(The Canadian Press) TORONTO - The Ontario Securities Commission is accusing Ernst and Young of failing in its audits of troubled Chinese forestry company Sino-Forest Corp. (TSX: T.TRE, Stock Forum), which has since collapsed amid allegations of being a massive fraud.
The provincial regulator accused Ernst and Young on Monday of failing to conduct their audits of the company in accordance with industry standards.
The OSC has also accused the accounting firm of failing to do enough to verify the existence of Sino-Forest's most significant assets and conduct their audits with a "sufficient level of professional skepticism."
"Ernst and Young failed to adequately respond to a number of unusual facts and findings that came to its attention in the course of conducting the audits of the material financial statements," the regulator said in its statement of allegations.

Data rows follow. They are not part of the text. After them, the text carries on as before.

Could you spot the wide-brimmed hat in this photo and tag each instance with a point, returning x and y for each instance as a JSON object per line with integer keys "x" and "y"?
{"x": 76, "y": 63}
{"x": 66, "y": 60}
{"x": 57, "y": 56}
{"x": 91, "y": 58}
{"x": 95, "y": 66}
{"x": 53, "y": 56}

"These facts and findings should have caused Ernst and Young to treat the representations of Sino-Forest management with greater caution and to perform additional audit procedures and to obtain additional evidence from independent sources."
The allegations have not been proven in court.
Ernst and Young said it has co-operated with the OSC throughout the investigation into Sino-Forest.
"We are confident that Ernst & Young Canada's work was conducted in accordance with Generally Accepted Auditing Standards and met all professional standards," the firm said in a statement.
"The evidence we will present to the OSC will show that Ernst and Young Canada did extensive audit work to verify ownership and existence of Sino-Forest's timber assets."
Sino-Forest was first accused last year of being a massive fraud by Muddy Waters Research, prompting investigations by the Ontario regulator and the RCMP.
The company and several former executives have since also been accused of lying to investors and attempting to mislead investigators.
Sino-Forest, once the most valuable forestry company on the Toronto Stock Exchange, has since filed for bankruptcy protection and is working to restructure itself under the Companies' Creditors Arrangement Act.
The company has proposed a plan what will see its creditors take over the firm.
Last month, the Ontario Court of Appeal upheld a lower court decision that ranked indemnity claims by the auditors and underwriters of Sino-Forest with other equity claims in the company's restructuring.
The appeal court panel agreed the court overseeing Sino-Forest under the Companies Creditors Arrangement Act was correct in its decision that the claims were equity claims.
The decision puts the claims on a lower priority than other creditors' claims on the company's assets in the restructuring.
Generally, debt holders are first in line to make claims on a company's assets ahead of shareholders, who have an equity stake in the company.
In the case of Sino-Forest, shareholders are not expected to receive anything.
Several class-action lawsuits have been filed against the company, its auditors and its underwriters.
Though none of the proposed lawsuits have been yet certified, an Ontario case is seeking $9.2 billion in damages.
Cases in Quebec, Saskatchewan and New York have not specified the amount of damages sought.